This way you have a global wait as well as a specific one. Just ensure they use reasonable durations.

Choosing Locators That Signal Readiness

When selecting locators to wait for, you want elements that match these criteria:

  • Appear late in the load process
  • Have unique IDs or classes that won‘t change
  • Located above the fold for fast checks
  • Are unlikely to get relocated by site changes
  • Don‘t get removed from the DOM and go stale

Some common examples are:

  • Main header or nav loaded after assets
  • Primary content containers or widgets
  • Page footer
  • Small dynamic UI elements like buttons

Load indicators like spinners are also great wait triggers when they disappear.

Tuning Timeouts For Optimal Waiting

Setting timeouts too long can really slow your scraper – but too short may cause flaky failures.

Here are some best practices on tuning durations:

  • Set page load timeouts longer, around 10-20 seconds.
  • Use shorter timeouts like 3-5 seconds for individual elements.
  • Consider browser performance, mobile vs. desktop.
  • Factor in network latency, broadband vs. 3G.
  • Monitor for timeout errors and adjust higher if needed.
  • Analyze page load waterfall for typical load times.
  • Budget 1-2 seconds extra as a buffer.
  • Standardize similar waits across your codebase.

As you scrape more pages, you‘ll get better intuition on optimal waits for reliability.

Handling Wait and Timeout Failures

Even with robust waits, you may still encounter occasional timeouts.
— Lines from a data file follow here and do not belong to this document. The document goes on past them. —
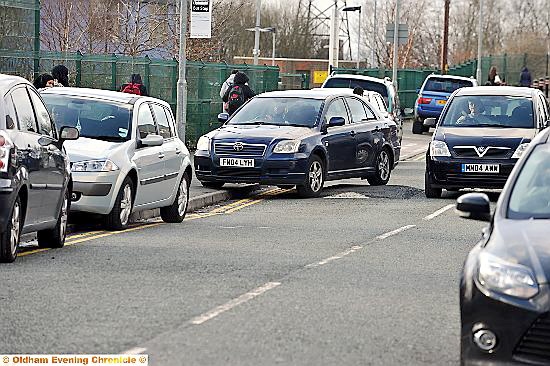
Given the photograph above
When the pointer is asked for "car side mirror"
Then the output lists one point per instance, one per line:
(474, 206)
(430, 122)
(223, 117)
(152, 140)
Here are some ways to handle them:

  • Log debugging details – Adding prints helps diagnose where waits fail.
  • Retry on timeout – Retry short explicit waits up to 3 times on failure.
  • Increase timeout – If many timeouts occur, incrementally increase waits.
  • Use try/except – Catch specific exceptions like StaleElementReference.
  • Disable on fail – You can skip waits after repeated failures to let tests continue.
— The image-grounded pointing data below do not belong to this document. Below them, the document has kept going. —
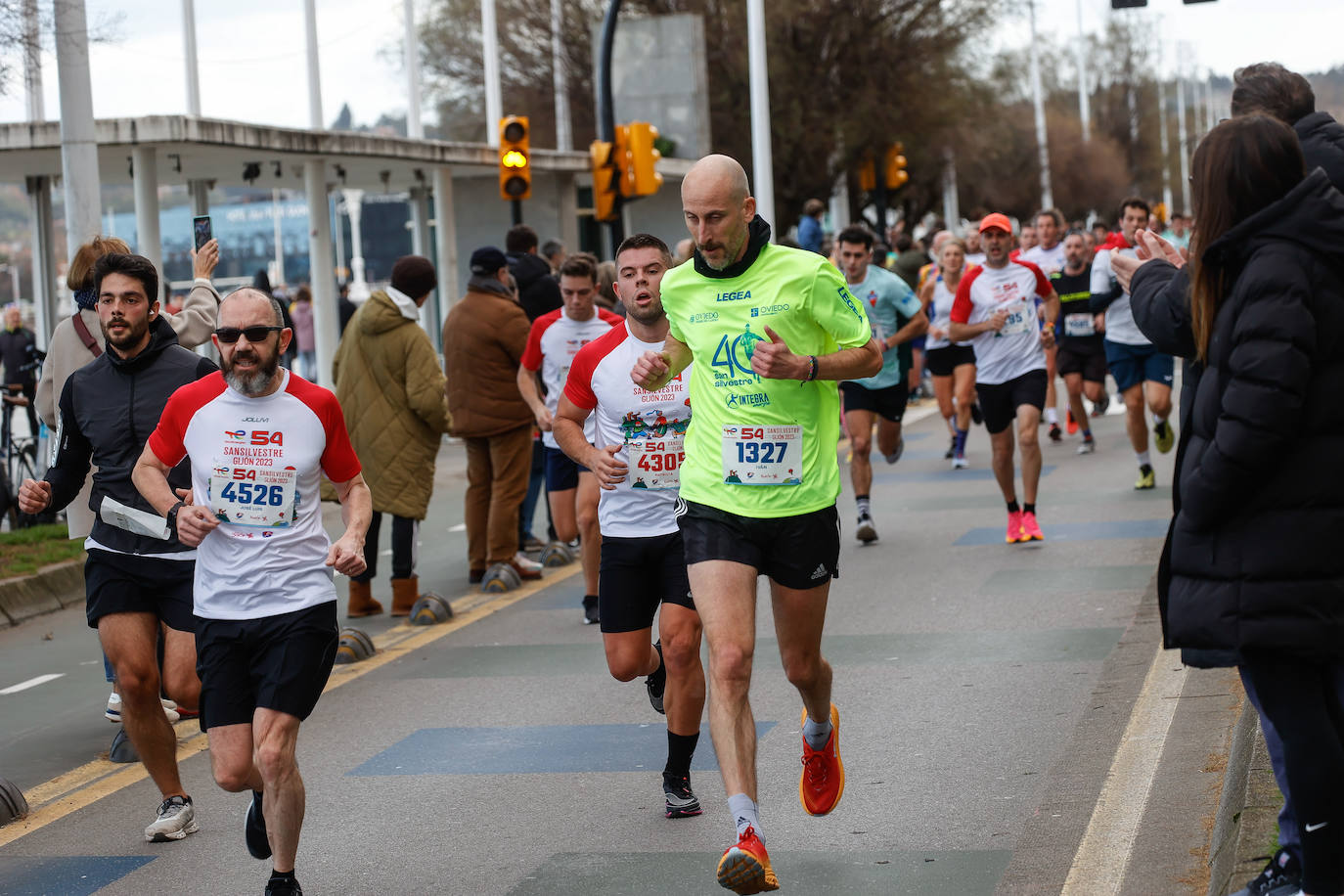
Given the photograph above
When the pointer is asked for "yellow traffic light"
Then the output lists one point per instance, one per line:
(644, 158)
(605, 187)
(894, 165)
(515, 157)
(624, 161)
With some resilience built-in, these sporadic issues won‘t break your scraper.

Waiting in Other Languages

So far the examples have been in Python, but explicit waits are available across languages:

  • JavaWebDriverWait and ExpectedConditions
  • C#WebDriverWait and ExpectedConditions
  • RubyWebDriver::Wait and ExpectedConditions
  • JavaScriptbrowser.wait() and utility methods

The concepts are very similar – just the syntax differs slightly.

Beyond Selenium: More Waiting Tools

There are also some other helpful waiting libraries beyond Selenium:

  • Timetime.sleep() is simple but pauses all execution.
  • Retry – The Retry package makes retries and waits easy.
  • Aiohttpawait response.text() awaits network calls to complete.
  • Beautiful SoupBeautifulSoup(page.content, features="lxml") will wait for full parse.
  • Scrapyyield scrapy.Request(url, callback=self.parse) is asynchronous.

Mixing these with Selenium provides robust waits across your code.

In Summary: Wait Well and Scrap Reliably

In closing, here are five key takeaways:

  1. Use explicit waits – They avoid unnecessary timeouts and target specific conditions.

  2. Wait for multiple signals – Combine waits for header, body, footer, etc. to confirm page readiness.

  3. Tune timeouts wisely – Set values based on real-world page load data to optimize delays.

  4. Standardize waits – Reuse consistent patterns across your codebase.

  5. Add resilience – Implement retries and failure handling to account for dynamic pages.

Waiting may seem tedious at first. But investing in robust wait logic will reward you with reliable, resilient scrapers prepared for the modern web.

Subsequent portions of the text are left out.